I want to unpack capture groups in the Match
class. The Match
class has a Groups
property that is a collection of Group
objects, one for each capture group in the match. Capture groups are accessed via an index that corresponds to their order in the regex pattern. So the first capture group would be accessed with an index of 1, the second with 2, etc. Index 0 in the Groups
collection is different — the value represents the entire match text (equivalent to the Match.Value
property). In this example, the first capture group is accessed using m.Groups[1].Value
.
Escape() method
The Escape() method will escape metacharacters in a string so they are treated as literal characters in the regular expression pattern. Examples of metacharacters are the dot (.) and star (*) characters.
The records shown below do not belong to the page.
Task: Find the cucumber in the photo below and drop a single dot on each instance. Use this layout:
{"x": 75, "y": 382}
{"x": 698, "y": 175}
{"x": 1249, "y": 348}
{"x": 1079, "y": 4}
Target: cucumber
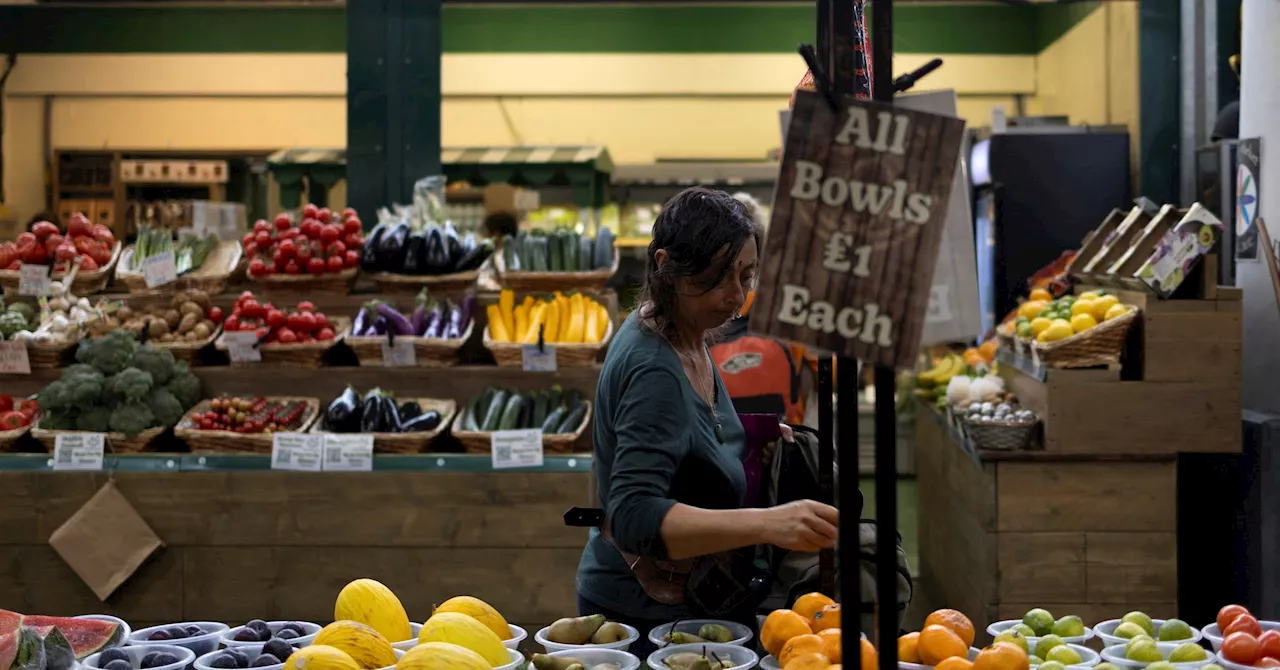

It's particularly valuable when you're composing a regex pattern dynamically at run time, as opposed to a constant string pattern as in all the previous code examples. When you're dynamically composing a regex pattern, you could be including metacharacters that you would want to match as literal characters. Escaping metacharacters in the text prevents creating an invalid regex pattern or a regex pattern that won't match what you expect it to match.
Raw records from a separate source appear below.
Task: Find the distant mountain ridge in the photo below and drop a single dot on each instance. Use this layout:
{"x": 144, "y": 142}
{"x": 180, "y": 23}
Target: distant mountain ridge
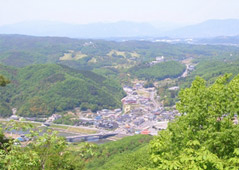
{"x": 209, "y": 28}
{"x": 41, "y": 90}
{"x": 94, "y": 30}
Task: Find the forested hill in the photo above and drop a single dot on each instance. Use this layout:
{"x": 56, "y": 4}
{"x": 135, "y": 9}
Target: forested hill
{"x": 40, "y": 90}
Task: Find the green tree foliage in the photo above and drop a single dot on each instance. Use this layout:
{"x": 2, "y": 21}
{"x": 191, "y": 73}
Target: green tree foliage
{"x": 3, "y": 81}
{"x": 5, "y": 110}
{"x": 47, "y": 151}
{"x": 205, "y": 135}
{"x": 170, "y": 69}
{"x": 115, "y": 155}
{"x": 41, "y": 90}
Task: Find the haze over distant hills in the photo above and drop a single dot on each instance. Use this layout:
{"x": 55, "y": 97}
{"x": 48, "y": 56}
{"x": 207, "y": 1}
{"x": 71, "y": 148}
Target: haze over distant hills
{"x": 210, "y": 28}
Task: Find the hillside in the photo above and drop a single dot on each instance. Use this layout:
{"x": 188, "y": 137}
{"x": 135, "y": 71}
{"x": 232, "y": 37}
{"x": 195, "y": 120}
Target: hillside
{"x": 169, "y": 69}
{"x": 41, "y": 90}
Suppose you need to get text from a file and then search for the line that text is on in a string:
var textFromFile = File.ReadAllText("file.txt");
var pattern = $".+{Regex.Escape(textFromFile)}.+";
var match = Regex.Match(text, pattern);
In this example, text from the file is loaded into the textFromFile
variable. Next textFromFile
is used to build a pattern to get a line with the text in it — first escaping the textFromFile
value. If a metacharacter such as the dot (.) character happens to be in textFromFile
, it will be modified to "\." by the Escape()
method.
RegexOptions Enum
All of the methods described above (with the exception of the Escape() method) have an overload that accepts a RegexOptions enumerated type parameter that lets you set various regex options. These are the options that I find most valuable:
IgnoreCase
: This option makes the pattern matching case-insensitive. (Pattern matching is case-sensitive by default.)SingleLine
: This option changes the dot metacharacter (.) in the pattern string to match every character, including the newline character. This is useful when a pattern match will need to span across multiple lines in the input text.Compiled
: This option compiles the regular expression to the assembly so that the regex will execute faster. I've used this sparingly. But you may want to use this option when the input text you're searching is very large, or each match could span multiple lines in the input text. If you think you need to use this option, you may want to first check that your regex pattern is written correctly. Or you may need to split up the input text into smaller pieces so you can run your regex on smaller pieces of text.
This enumerated type lets you set more than one option at a time. It is designed as a set of flags (i.e. a bit field). Here is an example of how to set more than one option:
var text = "<b>1.</b> First point\n<b>2.</b> Second point";
text = Regex.Replace(text, @"<b>(\d+)\.</b>", "<i>$1.</i>",
RegexOptions.Compiled | RegexOptions.IgnoreCase);
Resources
For more information on the Regex C# class, check out this documentation.
For a convenient way to develop and test a regular expression pattern, go to RegExr. RegExr will analyze your regular expression and explain what each element in the regex matches. It also has very helpful regex reference documentation.
In this article, I described the features in the Regex C# class that I find the most valuable. I also described how to use regexes and C# code together to perform more complex find and replace tasks. I hope this article helps you get started in using regular expressions in C#.